そんな距離を保ったまま、いつしかプールバー以外でも二人は会うようになっていた。
お互いの休みが重なった日は、どちらかの部屋で過ごすことも多くあった。
別に俺は男は好きじゃない
当然、恋愛対象に、なんかなるはずもないと思ってる
けど、あいつに関してだけは違っていた
一緒に居ればいるほど心地良いと思った
欲しいと思った。
そして手に入れるために
俺は緻密に網を張り巡らし
ゆっくり静かに誘い込んだ
思っていた通りに事は運んでると
全ては俺の掌中だと
そう思ってた
そして、あの日・・・
見てしまった
部活も引退し、自主練習に入っていた。
一度、自宅に戻った仁王は、よく個人的な練習に用いるテニスクラブへと向かっていた。
駅前に着いた時、ふっと視界に、チームメイトの一人の姿が横切った。
「ん?・・・柳生?」
声を掛けようとして、言葉を呑む。

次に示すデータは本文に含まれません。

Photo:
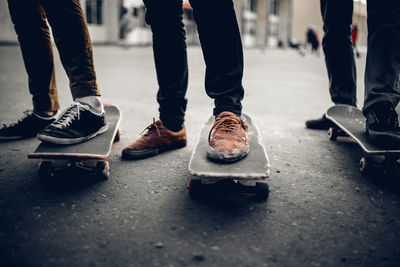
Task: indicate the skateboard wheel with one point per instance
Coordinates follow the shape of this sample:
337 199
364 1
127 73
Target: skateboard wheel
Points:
194 187
333 134
262 191
117 136
365 165
46 169
103 170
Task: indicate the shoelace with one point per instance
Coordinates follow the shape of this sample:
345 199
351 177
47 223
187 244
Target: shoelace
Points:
150 129
26 114
68 116
227 124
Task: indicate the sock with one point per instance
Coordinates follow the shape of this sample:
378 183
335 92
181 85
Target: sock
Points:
173 127
92 101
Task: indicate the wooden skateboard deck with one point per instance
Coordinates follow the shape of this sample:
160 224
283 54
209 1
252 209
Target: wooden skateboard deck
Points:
97 148
252 169
350 122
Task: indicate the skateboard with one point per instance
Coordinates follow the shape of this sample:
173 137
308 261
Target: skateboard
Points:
252 171
350 122
84 158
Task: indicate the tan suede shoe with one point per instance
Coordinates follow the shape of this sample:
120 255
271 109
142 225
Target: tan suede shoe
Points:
228 139
155 140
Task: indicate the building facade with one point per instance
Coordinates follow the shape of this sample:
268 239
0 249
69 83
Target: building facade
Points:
263 23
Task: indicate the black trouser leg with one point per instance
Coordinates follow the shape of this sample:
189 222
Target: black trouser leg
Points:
382 74
169 46
34 38
71 36
338 49
223 53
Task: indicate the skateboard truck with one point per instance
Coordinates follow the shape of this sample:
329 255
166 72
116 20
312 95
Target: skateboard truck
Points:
87 158
101 169
350 122
259 189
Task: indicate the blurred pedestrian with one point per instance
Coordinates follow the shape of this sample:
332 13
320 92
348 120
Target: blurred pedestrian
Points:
222 49
382 73
354 38
84 119
312 39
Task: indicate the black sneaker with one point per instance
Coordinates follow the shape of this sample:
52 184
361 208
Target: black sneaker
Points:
76 124
382 123
26 127
319 124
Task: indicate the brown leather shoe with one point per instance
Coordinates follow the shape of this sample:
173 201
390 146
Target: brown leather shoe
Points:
155 140
228 139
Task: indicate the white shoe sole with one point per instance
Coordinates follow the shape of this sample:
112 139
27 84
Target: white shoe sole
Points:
71 141
224 156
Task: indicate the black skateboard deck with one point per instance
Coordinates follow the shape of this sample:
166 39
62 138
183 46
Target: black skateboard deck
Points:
96 149
254 169
350 122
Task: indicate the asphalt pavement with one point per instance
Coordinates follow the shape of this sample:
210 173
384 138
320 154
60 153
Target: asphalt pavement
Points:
321 210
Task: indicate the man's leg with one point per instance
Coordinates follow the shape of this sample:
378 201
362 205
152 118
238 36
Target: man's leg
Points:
169 47
85 118
339 55
223 54
34 38
382 74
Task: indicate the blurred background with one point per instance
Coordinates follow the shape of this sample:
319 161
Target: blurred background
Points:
263 23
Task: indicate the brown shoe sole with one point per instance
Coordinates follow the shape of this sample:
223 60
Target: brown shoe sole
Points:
146 153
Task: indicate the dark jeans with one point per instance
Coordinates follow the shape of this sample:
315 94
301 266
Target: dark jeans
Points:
338 48
222 50
73 42
382 74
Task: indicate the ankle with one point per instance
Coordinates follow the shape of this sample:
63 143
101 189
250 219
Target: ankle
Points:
45 114
93 101
173 127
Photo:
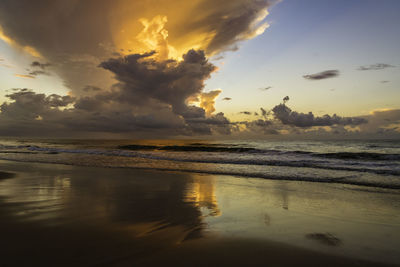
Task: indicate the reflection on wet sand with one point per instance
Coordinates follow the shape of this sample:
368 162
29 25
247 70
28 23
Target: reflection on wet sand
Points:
201 192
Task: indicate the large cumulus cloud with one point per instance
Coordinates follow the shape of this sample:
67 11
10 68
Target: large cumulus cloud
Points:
150 97
75 36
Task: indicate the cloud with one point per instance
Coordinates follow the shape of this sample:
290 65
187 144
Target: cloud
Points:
288 117
143 79
378 66
38 72
285 99
37 64
151 98
207 101
90 88
76 36
24 76
322 75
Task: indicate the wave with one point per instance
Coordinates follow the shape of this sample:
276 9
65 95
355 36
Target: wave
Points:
345 180
359 156
191 148
199 147
374 167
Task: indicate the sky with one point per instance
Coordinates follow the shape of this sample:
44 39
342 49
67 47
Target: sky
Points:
209 69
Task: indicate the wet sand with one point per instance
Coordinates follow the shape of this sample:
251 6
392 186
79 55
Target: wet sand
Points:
58 215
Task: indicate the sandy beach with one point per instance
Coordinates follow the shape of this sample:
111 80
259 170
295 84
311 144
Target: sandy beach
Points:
60 215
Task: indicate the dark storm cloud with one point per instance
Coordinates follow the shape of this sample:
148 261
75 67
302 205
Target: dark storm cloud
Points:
37 114
37 64
288 117
39 72
75 36
90 88
150 97
170 82
285 99
322 75
144 81
378 66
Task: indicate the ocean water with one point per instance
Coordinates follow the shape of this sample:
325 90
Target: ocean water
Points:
364 163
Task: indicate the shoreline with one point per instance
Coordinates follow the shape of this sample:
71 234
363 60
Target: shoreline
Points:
335 181
88 211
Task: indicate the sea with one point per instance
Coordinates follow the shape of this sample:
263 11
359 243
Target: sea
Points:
370 164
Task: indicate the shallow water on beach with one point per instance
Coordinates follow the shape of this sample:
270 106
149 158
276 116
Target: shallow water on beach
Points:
368 163
125 210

彼の隣には、きれいな女性が居たからだった。
いつもながら、紳士的な振る舞いでエスコートする柳生は、今まで垣間見たことがないほど
柔らかい表情をしていた。
「へぇ・・・」自分に気づいてないことをいいことに、体を建物に隠すようにしながら
仁王はしばらく様子を伺っていた。
女性にしては、少し背が高いだろうその人の後ろ姿に、目がどうしても引き付けられた。
どこかで見たことがあるような・・・そんな思いの仁王に身が凍るような瞬間が訪れる。
クスリ・・・と微笑みながら隣の柳生を見上げた横顔は・・・
そう、
不二だった。
親しげに歩く二人の後を気づかれないように黙って追った。
二人が姿を消したのは、柳生が両親から与えられていたプライベートルーム代わりのマンションだった。

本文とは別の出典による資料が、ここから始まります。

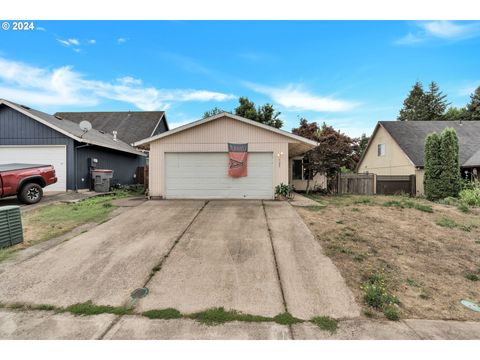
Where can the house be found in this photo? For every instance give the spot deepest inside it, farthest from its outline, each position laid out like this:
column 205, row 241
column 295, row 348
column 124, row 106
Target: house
column 398, row 147
column 191, row 161
column 31, row 136
column 130, row 126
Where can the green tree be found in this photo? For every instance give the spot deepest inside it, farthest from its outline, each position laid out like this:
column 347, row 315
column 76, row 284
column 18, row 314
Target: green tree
column 433, row 167
column 415, row 105
column 436, row 103
column 473, row 107
column 450, row 178
column 212, row 112
column 455, row 114
column 246, row 109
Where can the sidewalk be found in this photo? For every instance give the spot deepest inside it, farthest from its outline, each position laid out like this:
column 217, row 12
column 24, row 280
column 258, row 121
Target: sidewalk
column 49, row 325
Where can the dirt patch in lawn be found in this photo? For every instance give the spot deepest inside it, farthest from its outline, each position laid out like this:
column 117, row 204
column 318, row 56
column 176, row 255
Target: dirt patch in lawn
column 430, row 253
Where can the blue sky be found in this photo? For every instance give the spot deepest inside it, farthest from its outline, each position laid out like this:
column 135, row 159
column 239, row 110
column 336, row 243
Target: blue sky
column 349, row 74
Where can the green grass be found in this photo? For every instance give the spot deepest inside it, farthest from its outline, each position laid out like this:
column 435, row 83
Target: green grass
column 325, row 323
column 286, row 319
column 166, row 314
column 88, row 308
column 219, row 315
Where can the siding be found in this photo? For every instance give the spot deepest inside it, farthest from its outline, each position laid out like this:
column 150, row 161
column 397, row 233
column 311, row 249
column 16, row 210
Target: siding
column 394, row 162
column 18, row 129
column 123, row 165
column 213, row 137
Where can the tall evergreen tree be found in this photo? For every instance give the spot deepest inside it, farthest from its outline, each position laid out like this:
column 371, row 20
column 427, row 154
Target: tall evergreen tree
column 436, row 103
column 433, row 167
column 473, row 107
column 415, row 105
column 450, row 178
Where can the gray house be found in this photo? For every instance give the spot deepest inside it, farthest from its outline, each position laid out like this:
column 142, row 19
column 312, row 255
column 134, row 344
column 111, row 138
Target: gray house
column 31, row 136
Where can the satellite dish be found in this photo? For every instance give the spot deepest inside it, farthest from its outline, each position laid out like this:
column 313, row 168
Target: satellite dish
column 85, row 126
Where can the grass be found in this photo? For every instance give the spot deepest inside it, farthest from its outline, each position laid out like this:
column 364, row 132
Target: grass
column 166, row 314
column 88, row 308
column 325, row 323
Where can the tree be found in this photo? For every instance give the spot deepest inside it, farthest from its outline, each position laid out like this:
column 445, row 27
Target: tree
column 450, row 178
column 455, row 114
column 265, row 114
column 335, row 150
column 433, row 167
column 212, row 112
column 246, row 109
column 436, row 103
column 415, row 105
column 307, row 130
column 473, row 107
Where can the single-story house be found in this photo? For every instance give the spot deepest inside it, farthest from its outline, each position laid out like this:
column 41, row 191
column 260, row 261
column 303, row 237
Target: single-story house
column 398, row 148
column 191, row 161
column 31, row 136
column 130, row 126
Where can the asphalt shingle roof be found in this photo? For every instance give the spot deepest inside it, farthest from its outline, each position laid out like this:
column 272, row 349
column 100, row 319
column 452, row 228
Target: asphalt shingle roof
column 131, row 126
column 411, row 135
column 93, row 136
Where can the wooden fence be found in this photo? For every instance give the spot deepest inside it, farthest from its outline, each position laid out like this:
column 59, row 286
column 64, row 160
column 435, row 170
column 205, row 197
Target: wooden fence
column 370, row 184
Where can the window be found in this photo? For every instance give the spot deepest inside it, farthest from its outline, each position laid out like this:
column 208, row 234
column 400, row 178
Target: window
column 300, row 171
column 381, row 150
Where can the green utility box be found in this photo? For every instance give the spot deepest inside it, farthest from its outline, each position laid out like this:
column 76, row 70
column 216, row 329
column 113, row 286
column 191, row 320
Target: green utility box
column 11, row 232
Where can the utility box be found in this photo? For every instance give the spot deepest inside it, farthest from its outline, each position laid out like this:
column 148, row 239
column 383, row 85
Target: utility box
column 101, row 180
column 11, row 232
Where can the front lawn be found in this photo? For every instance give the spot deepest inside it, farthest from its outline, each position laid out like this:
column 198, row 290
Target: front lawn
column 426, row 255
column 48, row 222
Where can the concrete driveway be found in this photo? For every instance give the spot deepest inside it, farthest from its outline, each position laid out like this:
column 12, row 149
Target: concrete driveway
column 253, row 256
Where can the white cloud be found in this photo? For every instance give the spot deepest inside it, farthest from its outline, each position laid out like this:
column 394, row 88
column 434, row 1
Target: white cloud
column 441, row 29
column 64, row 86
column 296, row 98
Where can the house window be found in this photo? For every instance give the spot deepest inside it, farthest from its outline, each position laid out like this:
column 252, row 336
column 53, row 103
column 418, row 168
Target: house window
column 381, row 150
column 300, row 171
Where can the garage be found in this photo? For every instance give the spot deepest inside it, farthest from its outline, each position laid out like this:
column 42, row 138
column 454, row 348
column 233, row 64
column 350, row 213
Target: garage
column 205, row 176
column 55, row 155
column 224, row 156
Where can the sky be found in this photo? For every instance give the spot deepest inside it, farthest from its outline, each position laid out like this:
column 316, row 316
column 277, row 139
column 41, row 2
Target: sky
column 349, row 74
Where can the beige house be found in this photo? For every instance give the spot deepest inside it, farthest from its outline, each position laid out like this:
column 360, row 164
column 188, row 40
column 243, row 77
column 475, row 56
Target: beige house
column 191, row 161
column 397, row 148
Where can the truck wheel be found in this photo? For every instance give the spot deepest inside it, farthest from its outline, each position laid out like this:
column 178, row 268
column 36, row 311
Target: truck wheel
column 30, row 194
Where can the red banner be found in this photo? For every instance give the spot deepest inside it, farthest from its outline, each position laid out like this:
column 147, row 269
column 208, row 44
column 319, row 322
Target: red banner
column 237, row 164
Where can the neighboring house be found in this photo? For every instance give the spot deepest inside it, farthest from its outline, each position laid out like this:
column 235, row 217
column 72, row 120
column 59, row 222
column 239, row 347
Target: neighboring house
column 130, row 126
column 191, row 161
column 398, row 148
column 31, row 136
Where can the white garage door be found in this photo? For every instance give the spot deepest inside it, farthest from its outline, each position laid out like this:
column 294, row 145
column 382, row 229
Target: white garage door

洗練されたそこは、たまにチームメイトたちと訪れたことのある場所だったのでよく覚えていた。
親の目の届かない部屋に二人きりで・・・
不二の腰に回された柳生の手が、仁王の脳裏に暫く焼きついたままだった。
「ちょっと顔貸せや・・・」
翌日の放課後・・・仁王は、校舎の屋上に柳生を呼び出した。
「なんのつもりですか?」柳生は静かに言った。
「説明してくれんかの?昨日のことを」
それが何を指しているのか、柳生にもすぐにわかった。
「どうして君に言う必要がある?」
「先に目ぇつけたんが俺だからだ」
ギリギリのラインで、自分を抑えるように仁王は静かに言った。
「困りましたね・・・」柳生はふっとため息をついた。
「プリっ・・・」
「問答無用ですか?」
「・・・・」
「確かにね・・・どこかうわの空みたいなんですよね・・・彼」
あなたのせいでしたか・・・柳生は苦笑いをした。
「手ぇ引けや・・・」
「そう言われてもな・・・」
「死にたいか?」
「まさか・・・そっちこそマジ・・・なんですか?」
「そういう冗談は、俺は嫌いだ」仁王はスパッと言い切った。
「手放したくないんですけどね・・・別にどうって、約束もなにもしてませんからね」
僕らは・・・と柳生は言った。
「死ぬ気でないなら、手ぇ引きんしゃい・・・」
仁王の勢いに、柳生はふっと小さく微笑んでから「わかりました・・」と答えた。
「こちらがそうなってしまってからでは遅いでしょうからね」
「だと?」
「いいタイミングでしたよ」そう言って、柳生は背を向けて去って行った。
『あなたらしくないですね・・・仁王君』柳生は、心の中で呟いてため息をついたのだった。
その夜、フラリとダーツをしに、久しぶりに仁王はプールバーに顔を出した。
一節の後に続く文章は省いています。